Is It Time to Reverse O'Brien?
Notes and comments by Elliot D. Samuelson, Editor
Soon after the blockbuster decision by the Court of Appeals in O'Brien v. O'Brien, 66 N.Y.2d 576, 498 N.Y.S.2d 743 (1985), some 17 years ago, both bench and bar speculated whether the high court would limit its holding to the fact pattern presented (the wife supported the husband during medical school and enabled him to obtain his medical license) or expand it to other persons enjoying enhanced earnings made possible by an advanced degree. At that time, few believed that the decision would become far-reaching and applied to exceptional wage earners without degrees or licenses who enjoyed enhanced earnings. (See, for example Hougie v. Hougie, 261 A.D.2d 161, 689 N.Y.S.2d 490 (1st Dept. 1999) [enhanced earnings capacity as investment banker was subject to equitable distribution despite lack of license]; Elkus v. Elkus, 169 A.D.2d 134, 572 N.Y.S.2d 901 (1st Dept. 1991) [enhanced earnings of career as celebrity opera singer was subject to equitable distribution.], appeal dismissed without opinion, 79 N.Y.2d 851, 580 N.Y.S.2d 201 (1992).)
The Court of Appeals had several chances to curtail the reach of O'Brien, but chose not to do so. Most recently, in Grunfeld v. Grunfeld, 94 N.Y.2d 696, 709 N.Y.S.2d 486 (2000), the court had the opportunity to revisit the merger doctrine (the professional license merged into a professional practice and, therefore, had no value), but once again failed to do so. Rather, the court set limits on the award of maintenance when a valuation of a professional license was made, holding that the earning stream enjoyed by the professional could not be counted twice (a double dip, so to speak) and used as a basis to award maintenance when the projected income stream was used to compute the enhanced earnings that the license or degree would afford.
The Grunfeld case was remanded to the trial court for further computation. Justice Gish, in a well-reasoned decision, concluded that Mr. Grunfeld's law license had no residual value, since his business income stream was exhausted when maintenance was fixed for the wife. (Query: would the same result be obtained if child support, and not maintenance, was at issue?)

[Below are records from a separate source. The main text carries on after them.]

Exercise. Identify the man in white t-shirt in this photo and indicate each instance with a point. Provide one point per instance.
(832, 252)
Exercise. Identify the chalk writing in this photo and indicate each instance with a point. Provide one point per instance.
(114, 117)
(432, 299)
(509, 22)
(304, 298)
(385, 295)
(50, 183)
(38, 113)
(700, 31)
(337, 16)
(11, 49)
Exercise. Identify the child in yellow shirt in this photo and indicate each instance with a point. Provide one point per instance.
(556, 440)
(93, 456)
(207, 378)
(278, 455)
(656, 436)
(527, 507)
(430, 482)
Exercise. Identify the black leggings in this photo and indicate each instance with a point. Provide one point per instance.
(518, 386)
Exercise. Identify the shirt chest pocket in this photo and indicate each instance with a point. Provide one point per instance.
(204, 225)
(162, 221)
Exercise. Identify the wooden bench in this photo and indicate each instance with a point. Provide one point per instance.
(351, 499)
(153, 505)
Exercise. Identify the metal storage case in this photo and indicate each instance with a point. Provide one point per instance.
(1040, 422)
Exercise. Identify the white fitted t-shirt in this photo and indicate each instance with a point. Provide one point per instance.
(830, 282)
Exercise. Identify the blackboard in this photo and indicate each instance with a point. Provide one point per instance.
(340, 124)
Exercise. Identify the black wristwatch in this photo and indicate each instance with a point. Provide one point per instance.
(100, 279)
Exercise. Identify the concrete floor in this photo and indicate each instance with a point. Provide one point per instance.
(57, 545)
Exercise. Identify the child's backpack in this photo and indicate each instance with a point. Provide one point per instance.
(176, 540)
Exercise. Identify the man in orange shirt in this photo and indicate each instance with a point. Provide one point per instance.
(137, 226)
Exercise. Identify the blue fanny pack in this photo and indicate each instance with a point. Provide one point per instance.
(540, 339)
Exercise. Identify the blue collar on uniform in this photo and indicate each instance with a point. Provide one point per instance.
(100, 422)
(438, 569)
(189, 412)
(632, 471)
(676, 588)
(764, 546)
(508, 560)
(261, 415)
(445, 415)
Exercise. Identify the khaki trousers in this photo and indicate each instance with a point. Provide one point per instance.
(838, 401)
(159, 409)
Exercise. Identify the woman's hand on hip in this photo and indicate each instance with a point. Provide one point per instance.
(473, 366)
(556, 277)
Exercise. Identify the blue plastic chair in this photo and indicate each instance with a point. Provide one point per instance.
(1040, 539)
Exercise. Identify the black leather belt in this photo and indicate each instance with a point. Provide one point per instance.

Interestingly, at the time of oral argument of Grunfeld before the court, it was not suggested that the O'Brien decision had created a legal fiction that had caused severe economic hardship to a license holder, and should be reversed or modified. Rather the argument was limited to multi-tasking the income stream. Such argument, which actually rests in the constitutional rights to equal protection under the law (only a license holder is treated this way), will have to await another appeal to the high court. Nonetheless, it is quite clear that many in the legal community believe that it is grossly unfair to value a license and a professional practice, as well as award maintenance and child support from the same income stream. No non-licensed businessman has the same economic burden placed upon him by the court. Why should a professional? It is just this unequal and unique treatment by the courts that might support a constitutional attack upon such application of the equitable distribution statute solely to professionals, and no other group of litigants.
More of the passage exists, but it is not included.